Of particular interest to me personally, had to do with the United States Army's "Monument Men" and film clips and interviews about Deane Keller, who was a professor of art at Yale University. He was assigned to help protect and recover as much art and treasure as he could from Italy and the cities that the allies were forced to bomb. He documented his activities and his writings are in the Yale Library where I found references online. His activities in Italy, and the return of thousands of artworks to cheering crowds in Florence did bring on a few tears.

His son, Deane G. Keller taught me to draw, or rather taught me to love to draw. I took several of his classes at Lyme Academy of Fine Arts and his teaching style was so low-key I barely remember his classes. In a most subtle way Deane Keller's incredible knowledge of anatomy and ability to draw seemed to come to me by osmosis.

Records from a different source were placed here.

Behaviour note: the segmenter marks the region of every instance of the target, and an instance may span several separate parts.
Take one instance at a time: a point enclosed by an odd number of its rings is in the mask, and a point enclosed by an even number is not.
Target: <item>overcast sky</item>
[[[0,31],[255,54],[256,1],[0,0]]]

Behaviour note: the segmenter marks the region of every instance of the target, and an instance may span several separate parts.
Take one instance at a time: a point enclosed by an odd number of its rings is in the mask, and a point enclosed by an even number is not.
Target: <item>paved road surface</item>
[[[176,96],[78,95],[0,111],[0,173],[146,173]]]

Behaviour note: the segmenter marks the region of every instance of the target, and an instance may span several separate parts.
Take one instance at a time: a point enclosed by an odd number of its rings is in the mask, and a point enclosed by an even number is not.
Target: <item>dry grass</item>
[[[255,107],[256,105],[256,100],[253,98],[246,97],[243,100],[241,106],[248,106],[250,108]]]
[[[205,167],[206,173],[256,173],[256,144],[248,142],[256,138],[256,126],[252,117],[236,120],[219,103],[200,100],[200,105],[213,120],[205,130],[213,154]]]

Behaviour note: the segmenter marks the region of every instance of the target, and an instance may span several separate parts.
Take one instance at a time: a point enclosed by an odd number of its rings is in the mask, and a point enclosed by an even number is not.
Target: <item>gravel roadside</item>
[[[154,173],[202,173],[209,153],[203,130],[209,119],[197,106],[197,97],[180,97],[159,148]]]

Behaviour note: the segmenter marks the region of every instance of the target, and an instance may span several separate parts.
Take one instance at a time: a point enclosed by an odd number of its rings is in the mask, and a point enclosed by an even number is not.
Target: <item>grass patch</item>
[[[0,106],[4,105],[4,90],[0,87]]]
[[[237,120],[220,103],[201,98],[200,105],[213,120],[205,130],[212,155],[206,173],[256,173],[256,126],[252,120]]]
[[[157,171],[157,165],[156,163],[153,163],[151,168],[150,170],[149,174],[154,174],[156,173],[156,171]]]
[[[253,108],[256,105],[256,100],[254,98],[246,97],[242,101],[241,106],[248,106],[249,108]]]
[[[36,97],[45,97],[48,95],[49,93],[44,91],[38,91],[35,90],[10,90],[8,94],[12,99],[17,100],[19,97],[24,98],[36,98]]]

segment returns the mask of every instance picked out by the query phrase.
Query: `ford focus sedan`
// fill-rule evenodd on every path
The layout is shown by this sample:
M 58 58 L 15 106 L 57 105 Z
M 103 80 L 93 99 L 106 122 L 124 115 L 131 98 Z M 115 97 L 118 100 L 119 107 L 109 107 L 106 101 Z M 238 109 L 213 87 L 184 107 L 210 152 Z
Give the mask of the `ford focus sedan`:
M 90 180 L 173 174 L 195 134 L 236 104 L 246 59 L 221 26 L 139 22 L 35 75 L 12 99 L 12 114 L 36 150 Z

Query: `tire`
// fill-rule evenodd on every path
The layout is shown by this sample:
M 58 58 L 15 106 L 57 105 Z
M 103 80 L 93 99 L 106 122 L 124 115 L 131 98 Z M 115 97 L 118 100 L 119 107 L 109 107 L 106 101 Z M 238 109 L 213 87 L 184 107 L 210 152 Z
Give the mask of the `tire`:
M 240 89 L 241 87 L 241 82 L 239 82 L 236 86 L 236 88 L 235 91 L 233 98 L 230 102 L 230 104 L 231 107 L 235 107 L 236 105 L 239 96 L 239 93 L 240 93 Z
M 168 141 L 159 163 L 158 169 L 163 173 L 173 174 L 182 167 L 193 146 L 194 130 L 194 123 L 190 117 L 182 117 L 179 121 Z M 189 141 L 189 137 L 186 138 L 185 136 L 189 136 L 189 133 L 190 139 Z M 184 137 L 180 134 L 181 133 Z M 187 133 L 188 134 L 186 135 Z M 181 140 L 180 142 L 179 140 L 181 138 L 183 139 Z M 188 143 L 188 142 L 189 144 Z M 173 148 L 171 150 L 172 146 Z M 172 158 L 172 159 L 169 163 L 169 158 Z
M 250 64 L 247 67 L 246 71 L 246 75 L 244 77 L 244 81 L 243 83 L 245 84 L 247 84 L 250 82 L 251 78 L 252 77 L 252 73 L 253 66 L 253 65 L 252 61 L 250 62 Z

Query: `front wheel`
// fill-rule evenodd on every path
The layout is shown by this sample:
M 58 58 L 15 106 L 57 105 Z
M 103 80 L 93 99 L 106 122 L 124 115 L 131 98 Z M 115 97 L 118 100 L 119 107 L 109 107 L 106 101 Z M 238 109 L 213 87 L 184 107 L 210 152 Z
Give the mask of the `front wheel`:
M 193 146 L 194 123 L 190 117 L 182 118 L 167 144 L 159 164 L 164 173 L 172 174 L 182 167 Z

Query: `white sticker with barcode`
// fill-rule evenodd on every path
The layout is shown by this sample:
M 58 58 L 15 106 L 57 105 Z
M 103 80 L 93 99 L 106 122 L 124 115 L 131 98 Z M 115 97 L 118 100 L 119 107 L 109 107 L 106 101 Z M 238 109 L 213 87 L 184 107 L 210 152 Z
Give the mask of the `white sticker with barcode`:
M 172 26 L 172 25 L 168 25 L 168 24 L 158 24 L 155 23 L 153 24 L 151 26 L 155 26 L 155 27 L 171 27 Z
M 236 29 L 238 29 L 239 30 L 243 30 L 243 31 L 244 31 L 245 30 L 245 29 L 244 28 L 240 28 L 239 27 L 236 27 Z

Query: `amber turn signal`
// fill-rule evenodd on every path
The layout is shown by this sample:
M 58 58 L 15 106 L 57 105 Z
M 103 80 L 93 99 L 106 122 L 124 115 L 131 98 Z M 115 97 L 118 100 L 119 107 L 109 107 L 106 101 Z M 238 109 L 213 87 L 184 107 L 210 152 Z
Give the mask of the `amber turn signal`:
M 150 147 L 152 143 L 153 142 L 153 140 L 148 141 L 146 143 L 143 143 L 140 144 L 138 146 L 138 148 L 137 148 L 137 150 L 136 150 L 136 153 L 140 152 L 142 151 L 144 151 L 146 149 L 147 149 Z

This is a drawing I did in Deane Keller's Lyme Academy Class in 1990. I was very sad to learn tonight that he had passed away in 2005.

Saturday, September 27, 2008

Silverpoint

Live Oak Silverpoint Drawing (work in progress)

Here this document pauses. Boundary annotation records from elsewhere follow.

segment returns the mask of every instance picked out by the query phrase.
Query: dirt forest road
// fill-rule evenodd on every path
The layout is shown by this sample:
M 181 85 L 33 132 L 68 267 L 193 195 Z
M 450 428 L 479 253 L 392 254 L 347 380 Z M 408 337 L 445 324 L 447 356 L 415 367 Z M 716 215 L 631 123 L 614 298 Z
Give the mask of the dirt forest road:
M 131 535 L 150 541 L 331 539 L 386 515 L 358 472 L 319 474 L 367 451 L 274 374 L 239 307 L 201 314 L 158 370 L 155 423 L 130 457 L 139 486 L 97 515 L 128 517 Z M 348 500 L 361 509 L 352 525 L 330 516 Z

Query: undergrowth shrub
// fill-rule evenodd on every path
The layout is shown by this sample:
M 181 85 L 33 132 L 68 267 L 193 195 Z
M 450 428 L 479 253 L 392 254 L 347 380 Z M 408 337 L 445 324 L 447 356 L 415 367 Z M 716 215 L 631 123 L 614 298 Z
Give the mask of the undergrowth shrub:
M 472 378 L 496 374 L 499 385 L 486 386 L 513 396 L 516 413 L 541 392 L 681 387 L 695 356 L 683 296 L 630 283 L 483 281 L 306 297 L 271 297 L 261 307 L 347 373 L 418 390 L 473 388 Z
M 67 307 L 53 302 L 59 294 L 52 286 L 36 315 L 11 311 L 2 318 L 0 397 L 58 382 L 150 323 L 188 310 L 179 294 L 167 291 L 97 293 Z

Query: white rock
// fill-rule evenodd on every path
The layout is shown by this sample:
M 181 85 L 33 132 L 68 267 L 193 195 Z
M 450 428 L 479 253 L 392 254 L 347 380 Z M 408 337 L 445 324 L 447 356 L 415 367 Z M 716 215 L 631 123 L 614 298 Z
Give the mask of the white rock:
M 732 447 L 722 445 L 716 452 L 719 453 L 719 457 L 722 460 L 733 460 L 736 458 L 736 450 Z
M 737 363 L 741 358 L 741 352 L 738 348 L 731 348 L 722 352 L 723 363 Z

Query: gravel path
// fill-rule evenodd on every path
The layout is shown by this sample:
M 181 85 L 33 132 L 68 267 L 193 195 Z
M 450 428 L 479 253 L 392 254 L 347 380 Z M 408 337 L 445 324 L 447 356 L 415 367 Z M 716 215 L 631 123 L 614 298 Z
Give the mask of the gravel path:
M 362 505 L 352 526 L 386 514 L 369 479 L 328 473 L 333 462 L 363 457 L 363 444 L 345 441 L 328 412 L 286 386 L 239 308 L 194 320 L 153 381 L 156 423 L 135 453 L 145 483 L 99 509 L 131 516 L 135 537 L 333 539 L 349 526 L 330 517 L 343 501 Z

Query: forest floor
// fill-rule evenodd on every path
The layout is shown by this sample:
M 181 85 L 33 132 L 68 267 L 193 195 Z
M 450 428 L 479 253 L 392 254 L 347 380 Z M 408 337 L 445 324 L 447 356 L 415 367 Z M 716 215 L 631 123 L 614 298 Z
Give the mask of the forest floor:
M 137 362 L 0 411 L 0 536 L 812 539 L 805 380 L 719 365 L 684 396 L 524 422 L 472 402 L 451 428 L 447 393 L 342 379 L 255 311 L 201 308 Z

I just ordered another bag of Silverpoint Ground and a new silverpoint tool. It reminded me of how many people have never heard of silverpoint and seem kind of bemused when I tell them that I make drawings using a real piece of silver. The more cynical of them reply "why not just use a pencil?" When I try to explain the difference between a real piece of silver and some graphite mixed with clay, I see them glaze over and when I say it is the difference between scratchy polyester and silk pajamas I often get the response "I don't like the feel of silk!" I must be getting old...shaking my head and wondering what the world is coming to.

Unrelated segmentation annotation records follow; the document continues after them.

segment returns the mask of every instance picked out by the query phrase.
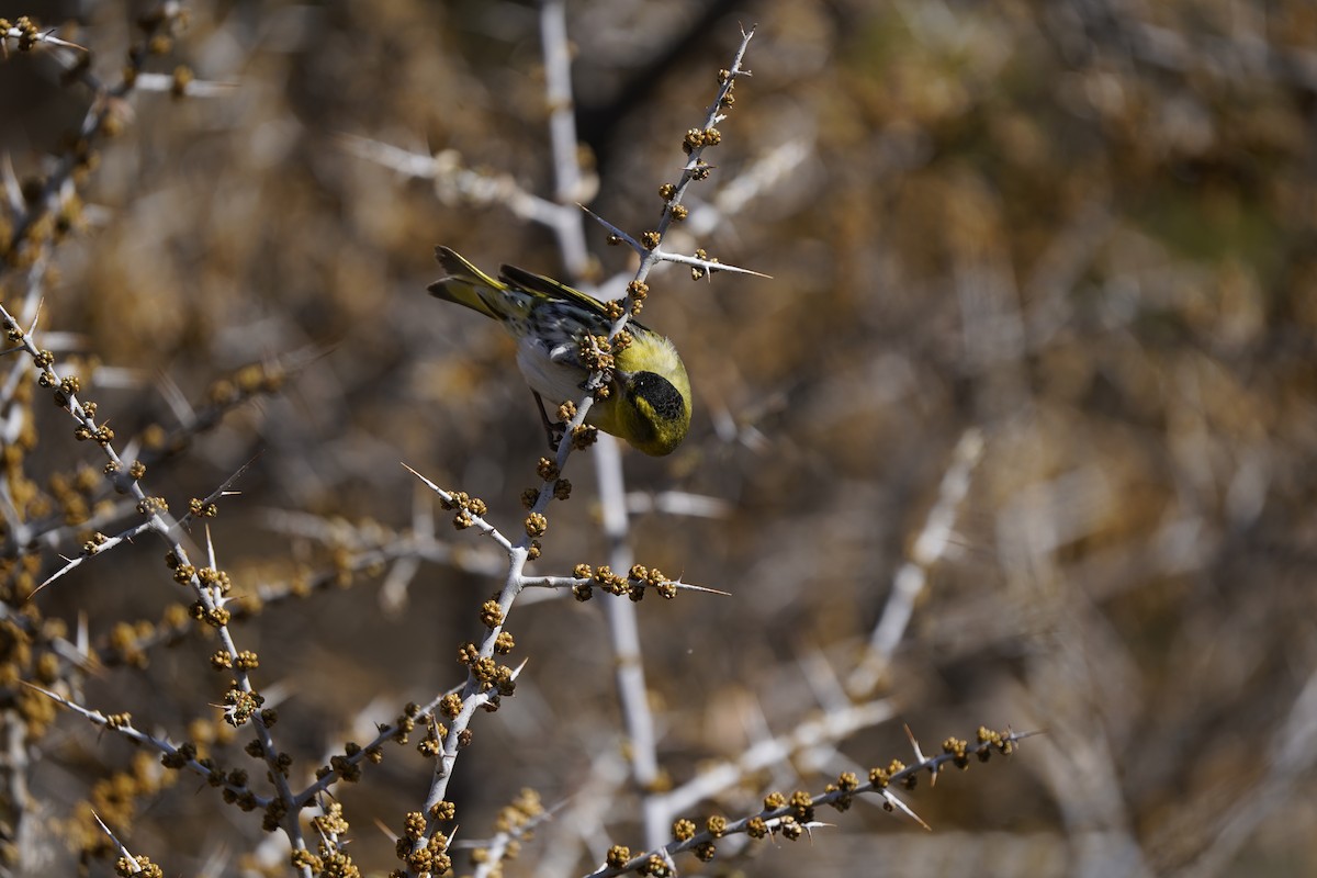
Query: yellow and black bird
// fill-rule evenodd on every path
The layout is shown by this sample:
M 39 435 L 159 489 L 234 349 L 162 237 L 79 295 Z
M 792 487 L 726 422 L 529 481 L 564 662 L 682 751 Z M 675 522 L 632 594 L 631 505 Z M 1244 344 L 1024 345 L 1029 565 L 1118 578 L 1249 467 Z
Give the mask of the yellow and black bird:
M 585 395 L 591 370 L 582 346 L 612 325 L 598 299 L 507 265 L 495 280 L 448 247 L 435 247 L 435 258 L 448 275 L 429 284 L 431 294 L 503 324 L 537 396 L 562 403 Z M 631 344 L 612 351 L 607 370 L 608 395 L 590 407 L 586 423 L 645 454 L 670 454 L 690 428 L 686 367 L 665 337 L 635 320 L 627 329 Z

Following this train of thought brought on a musing about when and how I learned about silverpoint in the first place. I seem to remember everything that interests me about art! During my high school years I used to drive to school using my mother's car (whenever I could finagle it from her) and check into first period and after attendance I would sneak out and drive myself to the Philadelphia Art Museum for the day, returning for the last period to drive my friends the few miles to the field hockey practice. I never did get caught!

Those Ingres drawings! I would wander the galleries and hallways of that museum marveling and studying harder than I ever did at school. I loved the idea of making drawings with a piece of silver and later it was Ralph Mayer in the "Artists' Handbook" that the directions for making silverpoint papers and tools inspired me to try it. I learned that the silver would not make a mark on many papers, and on some the marks would be very faint. Mayer's directions for making silverpoint papers used Chinese White Watercolor (Zinc White) mixed into a slurry and painted onto hot press watercolor paper. I have since learned that this method makes a very unsatisfactory paper, and it is much better to use a traditional gesso ground which I buy in powder form from http://www.silverpointweb.com/. This is not hard to do, but when I tell my friends that gesso has to be cooked, but must not get too hot, I get that glazed over look again.

This particular drawing is one of my "Red Light Drawings" which I keep in my car and work on it when stuck at red lights, highway construction and horrific accidents. I have worked on this one at other times, but it lives in the car, along with a silverpoint tool (a rod of silver inserted into a mechanical pencil holder), and kneaded eraser. Having a drawing to do, music on the radio, keeps me calm and serene when others are fuming under such circumstances, and one time after a two hour tie-up for an accident, I was sad to have to go again. I must admit that I have too much time invested in this drawing and I'll never be able to charge enough to cover those hours, but I don't care. I love to tilt the piece toward the light and watch the shiny silver surface reflecting the light.